In Ferry’s classroom (which this year is fully virtual), it’s not good enough for students to respect each other even if they don’t like each other all the time.

“You have to like, care and love every single person in this room,” she said. “That’s just who we are – there’s really no reason not to be that way.”

For Ferry, a big part of forming connections with her students is being vulnerable and honest herself. She moved back to Virginia from New York because her sister-in-law was diagnosed with cancer, and she wanted to help her and her brother with their family. When her sister-in-law has faced challenges, Ferry has bared her emotions with her class. When she explained that she would need to fly out of state to be with her sister-in-law for two weeks after a recent surgical procedure, Ferry’s students sympathized.

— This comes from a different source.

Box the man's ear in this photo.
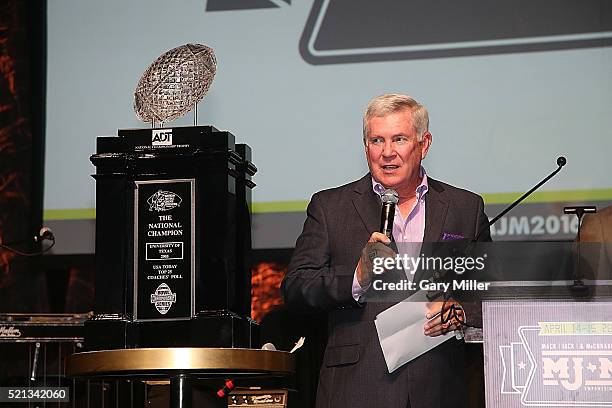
[421,130,432,160]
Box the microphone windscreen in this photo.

“They were telling me, ‘We’re thinking of you, we wish you could go with you and take care of you,’” she said.

A nominator wrote that Ferry’s impact upon her students is tremendous.

“Amy Ferry lives, breaths, and fights for what’s important,” the nominator wrote. “When students find out just how important they are. . . that’s when Ms. Ferry’s work has become impactful.

“Ms. Ferry shows up for her students everyday. No matter what she faces with her own life, she knows that showing up is how you show students you care. She cares about her students deeply. She supports her students with helping them find their own path to their own success. She believes everyone is reachable and deserves support.”